They Quite Literally Don't Make Games the Way They Used To (theguardian.com)
The days of two developers making games in a shed are over, an article on The Guardian says. Spend any time with your grandparents and at some stage the age-old phase "they don't make them like they use to" will pop up as nostalgia gets the better of them. Usually it's just the rose-tinted glasses talking, but for video games it's a fact: they quite literally don't make them like they used to. Back in the 1980s, when the industry was in its infancy, games were often created by two-person teams consisting of one programmer and one artist. In the 1990s, sprites gave way to 3D modelling, and development teams mushroomed in size, hoovering up specialists in disciplines across animation, level design, character modelling and artificial intelligence. Today, creating the most advanced, triple-A games has become too big a task for a single developer leading to the rise of what is best described as a modular approach, where different developers work on different parts of a single game. The article adds: One developer that is pioneering the modern modular approach is no spring chicken. Set up in 1984, Newcastle-based Reflections swiftly established a reputation for bringing cutting-edge graphics to side-scrollers such as Shadow of the Beast and the gloriously named Brian the Lion. It then morphed into a driving-game specialist, thanks primarily to the Destruction Derby and Driver franchises. French publisher Ubisoft acquired the studio in 2006, expanding its remit way beyond its previous practice of churning out a new Driver game every three years or so. Reflections is crafting the vehicle components of the upcoming Watch Dogs 2 and Ghost Recon Wildlands and has just finished the Underground downloadable content (DLC) pack for The Division. It's finishing Grow Up, the sequel to 2015's Grow Home -- ironically, a small, innovative download game made by a 90s-style 10-person team.
Are we forgetting that indie game developers are still frequently one programmer and one artist? Fez, Terraria, Minecraft, Stardew Valley, Shovel Knight and Undertale are all games made by unbelievably tiny teams.
I call hyperbole.
Unity has allowed me to develop games on my own just fine. Easily portable across multiple platforms.
When I first read the title, I assume they would be complaining about how games have changed over time.
Pay to Win taking over, especially in the mobile market.
Games that only let you play so much at a time before you are cut off - unless you pay. Half the reason for cutting you off is that there isn't much depth to the game and you could finish in an hour.
Puzzle games that are too easy and over way too fast because people have a short attention span - and even those you can pay to skip levels.

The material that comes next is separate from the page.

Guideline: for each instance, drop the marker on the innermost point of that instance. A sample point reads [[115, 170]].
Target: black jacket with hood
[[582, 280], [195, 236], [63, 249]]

Inability to fail / lose a game. You die and you simply pick up where you left off with no penalty.
No one makes games like Mario Bros. No save. You die - Start from the beginning. If you want to win, you must be perfect.
I'm not saying Mario Bros is the greatest game ever, but it's better than most games today with their awesome graphics.
I'm expecting No Man's Sky to be kinda like Elite: Dangerous, lots of potential falls flat on it's face with execution. If it manages to pull a Minecraft I'll be pleasantly surprised, No Man's Sky is the biggest indie title to launch this month though.
It won't. The reviews are coming in and they're brutal: it's interesting for the novelty factor at first, but quickly becomes tedious and boring. The "procedurally generated planets" boils down to "picks a few random colors and resources." Even people who enjoyed it can't recommend it to other players because it's yet another one of those games that mistakes "hours of content" for "depth." Because if you had fun doing a task once, clearly you'll have 100 times as fun doing it 100 times. That's how fun works, right?
Which is a problem I've seen a lot in games recently: the apparent assumption that the solution to a lack of gameplay is to just repeat the same gameplay many times, as if that will make up for a lack of content.
I guess they really don't make them like they used to, when it was OK for a game to be short as long as it was fun to play.
You are in a maze of twisty little relative jumps, all alike.
Yeah I too preferred the old computer games that eschewed CGI in favor of hand painted and animated models.
I wonder how many people realize you're not joking: the original Doom and Doom II models were literally clay models that were shot from various angles to make the final sprites.
You are in a maze of twisty little relative jumps, all alike.